It's The Oil, Stupid
Oil is the common thread in many of the geopolitical threats we face today. Victor Davis Hanson ties the pieces together in his column today.
In the 1980s Reagan and Thatcher found a way to use this weapon in reverse to bring down the Soviet Union. By getting the Arabs to drive down the oil price, they starved the Soviet Union of hard currency and simultaneously started a massive arms race. The Soviets could not keep up and eventually collapsed.Islamic jihadists, fed from petrodollar wealth of the Middle East, have the cash to arm and plan operations from Baghdad and Kabul to Madrid and London. Thanks to oil, unhinged leaders like Mahmoud Ahmadinejad in Iran and Chavez in Venezuela can stay in power (and demand the world's attention) despite policies that ultimately harm their people, ruin their economies and imperil their neighbors.
Russia, meanwhile, is essentially threatening Eastern Europe with energy cutbacks and reviving the old Soviet nuclear and arms industries. It's stirring up an already volatile Middle East by selling radical Islamists everything from nuclear reactors to high-tech anti-tank guns. President Bush may have seen, as he attests, something reassuring in the heart of President Putin. But Russia's new oil riches offer a fast track back to superpower status -- which we're already seeing them use to silence critics at home and abroad.

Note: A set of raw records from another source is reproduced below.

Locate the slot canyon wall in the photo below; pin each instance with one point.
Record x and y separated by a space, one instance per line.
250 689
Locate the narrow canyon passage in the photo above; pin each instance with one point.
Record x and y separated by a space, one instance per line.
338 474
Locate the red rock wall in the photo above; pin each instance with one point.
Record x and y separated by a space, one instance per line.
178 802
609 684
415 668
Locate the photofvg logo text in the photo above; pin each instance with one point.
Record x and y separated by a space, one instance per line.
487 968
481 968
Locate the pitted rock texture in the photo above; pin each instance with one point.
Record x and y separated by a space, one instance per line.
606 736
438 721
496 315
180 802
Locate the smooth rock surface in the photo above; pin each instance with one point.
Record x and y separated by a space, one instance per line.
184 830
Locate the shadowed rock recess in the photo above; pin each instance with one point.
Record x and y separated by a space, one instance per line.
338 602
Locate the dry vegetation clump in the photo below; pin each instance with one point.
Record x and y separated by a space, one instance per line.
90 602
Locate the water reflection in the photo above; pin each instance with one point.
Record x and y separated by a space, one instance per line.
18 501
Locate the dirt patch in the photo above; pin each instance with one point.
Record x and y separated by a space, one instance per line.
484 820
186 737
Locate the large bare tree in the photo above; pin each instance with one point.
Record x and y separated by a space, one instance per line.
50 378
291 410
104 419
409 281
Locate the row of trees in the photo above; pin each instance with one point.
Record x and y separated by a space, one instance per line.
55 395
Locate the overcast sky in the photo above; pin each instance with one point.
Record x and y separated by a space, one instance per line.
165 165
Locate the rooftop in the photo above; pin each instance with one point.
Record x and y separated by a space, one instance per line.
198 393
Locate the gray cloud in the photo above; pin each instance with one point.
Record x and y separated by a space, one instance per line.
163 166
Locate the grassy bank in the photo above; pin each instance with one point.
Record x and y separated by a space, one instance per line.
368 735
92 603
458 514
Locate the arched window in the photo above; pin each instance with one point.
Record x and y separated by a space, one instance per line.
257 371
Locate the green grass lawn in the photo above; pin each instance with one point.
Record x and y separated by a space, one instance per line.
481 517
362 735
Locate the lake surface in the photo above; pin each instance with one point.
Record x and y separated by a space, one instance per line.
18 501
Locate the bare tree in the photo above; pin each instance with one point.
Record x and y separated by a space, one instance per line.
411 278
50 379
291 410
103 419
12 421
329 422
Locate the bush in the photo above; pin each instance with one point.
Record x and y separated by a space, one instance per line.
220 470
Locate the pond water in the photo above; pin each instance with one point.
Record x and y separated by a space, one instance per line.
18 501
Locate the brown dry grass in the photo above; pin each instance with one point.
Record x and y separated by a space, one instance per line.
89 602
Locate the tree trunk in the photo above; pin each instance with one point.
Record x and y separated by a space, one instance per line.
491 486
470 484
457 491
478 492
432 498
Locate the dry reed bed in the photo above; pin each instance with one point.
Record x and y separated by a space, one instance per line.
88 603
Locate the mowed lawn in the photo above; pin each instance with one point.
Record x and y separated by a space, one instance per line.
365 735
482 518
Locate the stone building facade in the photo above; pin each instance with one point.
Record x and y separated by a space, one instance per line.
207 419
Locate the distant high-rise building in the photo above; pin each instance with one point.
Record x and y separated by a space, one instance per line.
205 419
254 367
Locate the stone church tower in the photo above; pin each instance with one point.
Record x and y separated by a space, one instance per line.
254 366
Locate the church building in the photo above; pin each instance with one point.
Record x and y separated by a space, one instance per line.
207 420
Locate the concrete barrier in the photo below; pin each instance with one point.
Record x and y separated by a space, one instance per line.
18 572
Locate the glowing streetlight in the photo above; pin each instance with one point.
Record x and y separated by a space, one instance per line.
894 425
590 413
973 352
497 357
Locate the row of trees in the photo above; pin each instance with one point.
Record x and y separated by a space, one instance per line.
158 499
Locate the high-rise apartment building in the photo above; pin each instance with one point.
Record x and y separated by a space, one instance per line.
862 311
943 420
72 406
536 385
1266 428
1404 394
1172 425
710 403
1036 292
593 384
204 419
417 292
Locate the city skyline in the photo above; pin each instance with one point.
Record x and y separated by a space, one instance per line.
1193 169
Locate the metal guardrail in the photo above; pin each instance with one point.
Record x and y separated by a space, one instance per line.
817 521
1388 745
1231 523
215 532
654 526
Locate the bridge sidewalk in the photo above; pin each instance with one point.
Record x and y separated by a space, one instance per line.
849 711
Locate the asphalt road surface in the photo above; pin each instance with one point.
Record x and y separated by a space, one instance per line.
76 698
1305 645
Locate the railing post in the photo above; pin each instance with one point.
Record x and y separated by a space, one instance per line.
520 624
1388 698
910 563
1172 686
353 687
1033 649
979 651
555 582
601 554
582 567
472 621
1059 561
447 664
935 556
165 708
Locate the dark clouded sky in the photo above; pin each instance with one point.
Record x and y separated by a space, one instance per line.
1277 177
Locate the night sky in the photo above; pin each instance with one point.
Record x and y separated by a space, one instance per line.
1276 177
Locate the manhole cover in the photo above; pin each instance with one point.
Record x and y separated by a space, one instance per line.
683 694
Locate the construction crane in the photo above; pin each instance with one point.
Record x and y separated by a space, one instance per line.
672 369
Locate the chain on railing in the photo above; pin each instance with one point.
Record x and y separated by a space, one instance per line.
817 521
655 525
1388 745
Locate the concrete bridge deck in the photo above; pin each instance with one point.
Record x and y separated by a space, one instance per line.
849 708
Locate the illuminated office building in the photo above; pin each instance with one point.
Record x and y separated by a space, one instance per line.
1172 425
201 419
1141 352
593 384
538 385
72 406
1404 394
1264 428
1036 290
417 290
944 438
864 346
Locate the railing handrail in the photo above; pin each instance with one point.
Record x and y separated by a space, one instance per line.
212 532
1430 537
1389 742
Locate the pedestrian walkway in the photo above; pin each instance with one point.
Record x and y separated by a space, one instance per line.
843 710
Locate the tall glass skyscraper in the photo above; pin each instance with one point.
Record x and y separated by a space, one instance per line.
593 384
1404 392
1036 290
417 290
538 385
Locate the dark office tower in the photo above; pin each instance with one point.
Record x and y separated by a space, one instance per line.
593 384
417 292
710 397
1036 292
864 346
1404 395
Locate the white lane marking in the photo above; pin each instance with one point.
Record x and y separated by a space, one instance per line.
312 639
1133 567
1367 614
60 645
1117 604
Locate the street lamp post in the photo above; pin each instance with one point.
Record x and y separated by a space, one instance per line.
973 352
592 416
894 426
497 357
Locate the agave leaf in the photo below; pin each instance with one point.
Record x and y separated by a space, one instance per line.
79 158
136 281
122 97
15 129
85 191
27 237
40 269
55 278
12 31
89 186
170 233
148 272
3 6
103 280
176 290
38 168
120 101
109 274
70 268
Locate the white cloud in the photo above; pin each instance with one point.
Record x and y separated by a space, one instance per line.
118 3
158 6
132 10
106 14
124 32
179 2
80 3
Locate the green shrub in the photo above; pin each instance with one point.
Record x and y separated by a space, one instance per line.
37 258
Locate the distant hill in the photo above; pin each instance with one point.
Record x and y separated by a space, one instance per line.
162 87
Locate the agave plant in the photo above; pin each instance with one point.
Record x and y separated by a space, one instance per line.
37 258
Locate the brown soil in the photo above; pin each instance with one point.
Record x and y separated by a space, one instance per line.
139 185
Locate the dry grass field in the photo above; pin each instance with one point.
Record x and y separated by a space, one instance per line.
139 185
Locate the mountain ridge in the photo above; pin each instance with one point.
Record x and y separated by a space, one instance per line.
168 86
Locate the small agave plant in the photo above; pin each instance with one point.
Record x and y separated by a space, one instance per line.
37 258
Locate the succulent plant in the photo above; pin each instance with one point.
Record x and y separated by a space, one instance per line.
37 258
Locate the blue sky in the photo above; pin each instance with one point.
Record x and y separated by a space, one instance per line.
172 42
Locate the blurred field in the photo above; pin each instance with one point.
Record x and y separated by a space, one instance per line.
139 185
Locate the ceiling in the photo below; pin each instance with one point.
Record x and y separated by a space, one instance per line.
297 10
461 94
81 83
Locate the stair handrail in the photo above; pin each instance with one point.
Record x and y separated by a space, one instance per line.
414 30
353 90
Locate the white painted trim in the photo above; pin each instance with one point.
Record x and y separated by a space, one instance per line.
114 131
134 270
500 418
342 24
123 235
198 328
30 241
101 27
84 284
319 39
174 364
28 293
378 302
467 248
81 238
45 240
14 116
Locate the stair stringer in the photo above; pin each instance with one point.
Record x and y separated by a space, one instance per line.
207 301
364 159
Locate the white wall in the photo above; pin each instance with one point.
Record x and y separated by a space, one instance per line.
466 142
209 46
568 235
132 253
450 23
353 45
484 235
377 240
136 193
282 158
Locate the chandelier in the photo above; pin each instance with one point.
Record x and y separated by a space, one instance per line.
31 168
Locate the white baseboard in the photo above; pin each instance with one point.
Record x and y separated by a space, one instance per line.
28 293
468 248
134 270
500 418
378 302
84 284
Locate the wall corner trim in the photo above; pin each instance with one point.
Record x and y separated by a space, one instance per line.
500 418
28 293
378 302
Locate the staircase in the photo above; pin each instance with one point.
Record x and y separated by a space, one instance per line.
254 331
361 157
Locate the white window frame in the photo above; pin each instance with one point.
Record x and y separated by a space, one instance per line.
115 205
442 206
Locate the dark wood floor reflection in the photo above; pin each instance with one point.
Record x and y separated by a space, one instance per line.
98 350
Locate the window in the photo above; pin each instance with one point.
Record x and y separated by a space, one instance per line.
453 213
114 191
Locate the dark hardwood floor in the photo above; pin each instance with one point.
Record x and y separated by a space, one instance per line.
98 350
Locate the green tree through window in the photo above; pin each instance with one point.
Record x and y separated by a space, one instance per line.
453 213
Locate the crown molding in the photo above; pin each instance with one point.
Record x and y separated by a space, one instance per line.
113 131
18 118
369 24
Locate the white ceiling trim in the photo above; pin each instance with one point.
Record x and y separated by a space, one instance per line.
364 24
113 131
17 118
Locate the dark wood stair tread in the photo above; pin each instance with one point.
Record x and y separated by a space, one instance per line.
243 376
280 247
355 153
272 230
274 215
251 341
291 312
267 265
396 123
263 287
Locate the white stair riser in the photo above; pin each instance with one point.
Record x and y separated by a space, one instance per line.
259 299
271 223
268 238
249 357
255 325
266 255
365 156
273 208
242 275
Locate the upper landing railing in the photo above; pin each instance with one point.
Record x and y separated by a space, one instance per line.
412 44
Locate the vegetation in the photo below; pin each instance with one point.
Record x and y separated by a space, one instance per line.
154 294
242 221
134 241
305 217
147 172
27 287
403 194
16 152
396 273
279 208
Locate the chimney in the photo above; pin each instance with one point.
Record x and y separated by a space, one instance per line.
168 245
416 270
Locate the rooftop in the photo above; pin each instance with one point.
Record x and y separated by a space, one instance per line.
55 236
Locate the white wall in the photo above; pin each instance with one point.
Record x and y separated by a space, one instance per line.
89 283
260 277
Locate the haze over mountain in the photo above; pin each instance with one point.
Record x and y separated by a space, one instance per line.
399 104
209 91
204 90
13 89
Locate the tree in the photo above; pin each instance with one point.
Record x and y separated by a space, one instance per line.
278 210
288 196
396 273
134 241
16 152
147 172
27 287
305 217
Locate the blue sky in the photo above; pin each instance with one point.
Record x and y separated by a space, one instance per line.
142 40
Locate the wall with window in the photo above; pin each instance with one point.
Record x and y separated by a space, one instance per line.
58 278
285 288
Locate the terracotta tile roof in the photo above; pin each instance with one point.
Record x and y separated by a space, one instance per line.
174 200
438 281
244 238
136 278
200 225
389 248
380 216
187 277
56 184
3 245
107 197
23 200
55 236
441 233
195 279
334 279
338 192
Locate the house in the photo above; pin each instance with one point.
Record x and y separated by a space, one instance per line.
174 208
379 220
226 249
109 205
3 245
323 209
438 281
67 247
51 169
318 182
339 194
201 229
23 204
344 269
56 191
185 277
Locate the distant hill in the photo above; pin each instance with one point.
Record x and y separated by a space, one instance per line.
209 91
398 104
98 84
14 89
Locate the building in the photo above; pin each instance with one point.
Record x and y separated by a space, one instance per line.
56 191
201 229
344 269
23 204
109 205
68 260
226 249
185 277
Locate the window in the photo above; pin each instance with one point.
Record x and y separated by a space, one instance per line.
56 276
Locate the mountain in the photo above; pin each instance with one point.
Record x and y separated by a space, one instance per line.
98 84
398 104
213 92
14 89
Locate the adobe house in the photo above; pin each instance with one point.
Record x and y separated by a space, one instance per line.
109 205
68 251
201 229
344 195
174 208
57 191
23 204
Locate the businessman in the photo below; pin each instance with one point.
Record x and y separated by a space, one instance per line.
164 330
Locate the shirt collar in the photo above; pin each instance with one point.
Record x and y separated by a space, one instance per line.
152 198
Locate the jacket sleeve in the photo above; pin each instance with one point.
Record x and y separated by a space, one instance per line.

Furthermore, the global thirst for oil distorts interstate relations. Take the case of China. Its amoral foreign policy is aimed mostly at securing petroleum. Because Beijing is involved in long-term oil deals with Sudan, it's reluctant to join the West in pressuring the corrupt Sudanese government to cease the genocide in Darfur. (Of course, the West, beholden to China for economic reasons, is in turn reluctant to pressure China.) Similarly, China worries far more about getting its hands on Iran's oil than stopping its nuclear proliferation.
The U.S. is often subject to the same blackmail. Take away its need for imported oil and American officials long ago would have ceased visiting Saudi Arabia -- a monarchy based on sharia law and the cash nexus for Islamist madrassas and Wahhabi terrorism. Rather than appeasing a few hundred sheiks in the Gulf, American presidents -- both Democratic and Republican -- might have instead worried more about the poor millions slaughtered in Chad, Darfur, Ethiopia and Rwanda.
High-priced oil also warps the entire world's limited attention span. We hear daily about Israeli "occupation" in the Middle East because the oil-rich patrons of the Palestinians have sent their terrorists ample subsidies and in the past leveled oil embargoes to punish those sympathetic to Israel. Yet millions more people the world over have also lost land. We don't televise daily refugees from, say, Tibet or Cyprus, since their patrons have no ability to shut down global commerce. MORE
Maybe this is what Bush should have done after 9/11. Had he launched a massive drive to free the U.S. from depending on its enemies for energy, we might be much better off today. (Yes, I know this is hindsight; I didn't think of it then either.) The strategy can be implemented in both directions: reduce the environmental restrictions that prevent the U.S. from exploiting our own oil and gas reserves (which the GOP will like) and at the same time make a massive push for alternative energy sources like solar, wind, ethanol, nuclear, etc. The Democrats will like this, except the nuclear part. Anyway it seems like a grand bargain could be struck. This makes so much sense you can be assured our Leaders will never do it.
Meanwhile another item today reveals that our so-called friends, the Saudis, have decided to use their control of oil as a weapon against the UK. It's a typically complex financial scheme but a fascinating story. MORE.
2 comments:
Patrick,
I like your blog - you have raised some fascinating topics.
Regarding this oil piece..the Democrats may actually come around to the nuclear idea too - believe it or not, the environmentalists might one day be the backers of nuke energy, as they might find it is better than other alternatives. Hard to fathom, but when you work your way down the list of all choices as energy sources, the environmentalists are slowly coming around to the use of nuclear as the cheapest and safest.
I agree - nuclear energy scares people but is actually far better than the alternatives. Look how many people are killed, and how much pollution is created, along the chain of producing, refining, and transporting oil & gas.
Thanks for the kind words about the blog. You are actually the first person to comment since I started writing last month. Please return often.